FDA Approves New Hexavalent Vaccine (Vaxelis) for Children

The US Food and Drug Administration (FDA)  has approved the new vaccine (Vaxelis) that will immunize children against six diseases, the French pharmaceutical lab said on Wednesday.

Sanofi has developed, together with Merck, the new vaccine called Vaxelis.

Vaxelis uses

It has been developed for children from 6 weeks to 4 years of age and is designed to prevent them from contracting the following diseases

  • Diphtheria,
  • Tetanus,
  • Pertussis
  • Polio,
  • Hepatitis B and
  • Invasive diseases caused haemophilus influenza type B.

Sanofi and Merck are now working on the manufacture and supply of Vaxelis in order to make it available on the market by 2020 or later.

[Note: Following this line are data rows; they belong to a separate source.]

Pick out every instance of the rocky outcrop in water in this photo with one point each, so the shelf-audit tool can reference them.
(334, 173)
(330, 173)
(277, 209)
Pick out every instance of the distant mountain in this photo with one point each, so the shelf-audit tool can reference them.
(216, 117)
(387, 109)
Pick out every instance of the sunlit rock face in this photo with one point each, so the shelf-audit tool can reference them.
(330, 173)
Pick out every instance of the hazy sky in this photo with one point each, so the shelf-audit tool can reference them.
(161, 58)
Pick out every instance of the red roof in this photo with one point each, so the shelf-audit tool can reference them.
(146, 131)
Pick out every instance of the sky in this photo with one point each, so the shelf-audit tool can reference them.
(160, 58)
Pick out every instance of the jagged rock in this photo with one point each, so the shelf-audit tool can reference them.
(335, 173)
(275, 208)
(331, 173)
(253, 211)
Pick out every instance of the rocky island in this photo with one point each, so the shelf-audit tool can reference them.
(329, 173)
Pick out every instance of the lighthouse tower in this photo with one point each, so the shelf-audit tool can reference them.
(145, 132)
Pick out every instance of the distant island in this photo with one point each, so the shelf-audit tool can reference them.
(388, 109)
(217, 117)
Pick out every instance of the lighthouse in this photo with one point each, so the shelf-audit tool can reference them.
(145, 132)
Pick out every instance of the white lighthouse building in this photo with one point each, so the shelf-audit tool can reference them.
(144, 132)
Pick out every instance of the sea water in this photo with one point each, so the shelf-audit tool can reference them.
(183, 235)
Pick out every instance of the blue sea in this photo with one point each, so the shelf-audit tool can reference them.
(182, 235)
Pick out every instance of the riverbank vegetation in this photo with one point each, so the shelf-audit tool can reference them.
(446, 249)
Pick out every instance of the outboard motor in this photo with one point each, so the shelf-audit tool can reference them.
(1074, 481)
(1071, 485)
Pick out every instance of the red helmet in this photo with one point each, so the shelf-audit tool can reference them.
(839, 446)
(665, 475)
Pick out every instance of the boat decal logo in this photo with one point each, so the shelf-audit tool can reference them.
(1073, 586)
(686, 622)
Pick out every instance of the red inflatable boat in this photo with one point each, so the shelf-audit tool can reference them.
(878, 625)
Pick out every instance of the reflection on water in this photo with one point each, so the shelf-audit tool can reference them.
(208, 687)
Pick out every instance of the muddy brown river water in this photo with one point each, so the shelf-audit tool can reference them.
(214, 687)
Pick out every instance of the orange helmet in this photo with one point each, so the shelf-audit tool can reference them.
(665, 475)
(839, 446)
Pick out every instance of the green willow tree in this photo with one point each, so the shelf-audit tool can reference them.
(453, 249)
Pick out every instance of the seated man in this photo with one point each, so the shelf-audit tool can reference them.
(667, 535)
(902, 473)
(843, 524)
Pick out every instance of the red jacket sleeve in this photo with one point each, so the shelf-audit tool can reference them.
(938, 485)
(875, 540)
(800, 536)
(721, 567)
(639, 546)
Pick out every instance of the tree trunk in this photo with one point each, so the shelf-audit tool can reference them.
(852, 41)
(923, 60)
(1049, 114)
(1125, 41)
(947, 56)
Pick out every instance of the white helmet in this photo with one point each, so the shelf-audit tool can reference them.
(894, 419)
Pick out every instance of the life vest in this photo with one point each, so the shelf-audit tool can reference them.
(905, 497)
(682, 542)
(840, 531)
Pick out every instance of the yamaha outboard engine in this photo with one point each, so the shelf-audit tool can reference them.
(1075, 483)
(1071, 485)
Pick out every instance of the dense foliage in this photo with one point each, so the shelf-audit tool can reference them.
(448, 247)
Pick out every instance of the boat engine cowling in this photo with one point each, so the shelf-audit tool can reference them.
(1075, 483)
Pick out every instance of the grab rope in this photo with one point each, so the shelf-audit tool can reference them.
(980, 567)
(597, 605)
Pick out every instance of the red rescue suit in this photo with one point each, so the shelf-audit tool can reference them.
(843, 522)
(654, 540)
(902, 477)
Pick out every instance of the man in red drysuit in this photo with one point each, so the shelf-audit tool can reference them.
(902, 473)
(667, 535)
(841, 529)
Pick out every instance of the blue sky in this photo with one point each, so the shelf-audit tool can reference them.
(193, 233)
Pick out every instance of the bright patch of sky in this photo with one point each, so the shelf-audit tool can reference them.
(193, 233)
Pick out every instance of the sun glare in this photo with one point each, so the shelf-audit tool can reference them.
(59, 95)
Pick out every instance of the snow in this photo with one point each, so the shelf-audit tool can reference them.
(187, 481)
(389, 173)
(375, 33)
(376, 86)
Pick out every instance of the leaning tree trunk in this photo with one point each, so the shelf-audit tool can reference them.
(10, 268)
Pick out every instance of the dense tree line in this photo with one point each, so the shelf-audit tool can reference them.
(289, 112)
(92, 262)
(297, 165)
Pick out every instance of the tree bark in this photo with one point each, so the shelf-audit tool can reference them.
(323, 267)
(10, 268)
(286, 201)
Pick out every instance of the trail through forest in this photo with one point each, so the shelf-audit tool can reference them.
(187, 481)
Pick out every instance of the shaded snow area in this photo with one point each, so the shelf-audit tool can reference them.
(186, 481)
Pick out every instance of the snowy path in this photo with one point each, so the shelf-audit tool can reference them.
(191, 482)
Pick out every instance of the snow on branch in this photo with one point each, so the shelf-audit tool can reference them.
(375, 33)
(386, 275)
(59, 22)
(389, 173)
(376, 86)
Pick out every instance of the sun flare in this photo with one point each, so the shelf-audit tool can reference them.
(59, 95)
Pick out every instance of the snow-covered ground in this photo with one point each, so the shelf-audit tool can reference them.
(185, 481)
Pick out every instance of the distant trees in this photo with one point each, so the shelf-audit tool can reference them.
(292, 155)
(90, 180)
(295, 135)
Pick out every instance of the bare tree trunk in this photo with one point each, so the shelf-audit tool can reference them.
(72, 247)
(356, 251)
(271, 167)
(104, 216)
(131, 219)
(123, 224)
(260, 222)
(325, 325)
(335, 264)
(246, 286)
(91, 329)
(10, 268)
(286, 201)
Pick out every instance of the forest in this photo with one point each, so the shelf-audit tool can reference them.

The companies developed through a partnership between Sanofi and Merck are working to maximize vaccine production to create a sustainable supply that meets the expected demand. However, a commercial offer is not expected before 2020.


  • It is contraindicated in children with a history of anaphylaxis to any component of the vaccine
  • Physicians are advised not to administer Vaxelis to persons with a history of encephalopathy within 7 days of a pertussis vaccine,
  • The vaccine should not be administered to people with a history of progressive neurological impairment until a treatment regimen has been established and the condition has stabilized.
  • This vaccine should not be used in Seizures within 3 days after a previous pertussis-containing vaccine.

Vaxelis Adverse Reactions

The adverse reactions following any dose were

  • irritability (≥55%),
  • crying (≥45%),
  • injection site pain (≥44%),
  • somnolence (≥40%),
  • injection site erythema (≥25%),
  • Decreased appetite (≥23%),
  • Fever ≥38.0°C (≥19%),
  • Injection site swelling (≥18%), and
  • Vomiting (≥9%).

Vaxelis Dose

The vaccine is approved for serial use of 3 doses consisting of a 0.5 ml intramuscular injection administered at 2, 4 and 6 months of age. This vaccine is not a series of primary vaccines against pertussis.


Combined vaccines like vaxelis provide a solution to the problem of increasing the number of injections by visiting a single clinic, the American Academy of Pediatrics said in a statement.

It is a hexavalent vaccine for active vaccination against diphtheria, tetanus, whooping cough, poliomyelitis, hepatitis B and invasive diseases caused by Haemophilus influenzae type b.

Vaxelis, approved by the FDA for the serial use of 3 doses, consists of an intramuscular injection of 0.5 ml at the age of 2, 4 and 6 months.

It was developed as part of a partnership between Sanofi and Merck (MSD). Vaxelis includes antigens for diphtheria, tetanus, pertussis and polio from Sanofi, as well as antigens for H. influenzae type B and hepatitis B from Merck.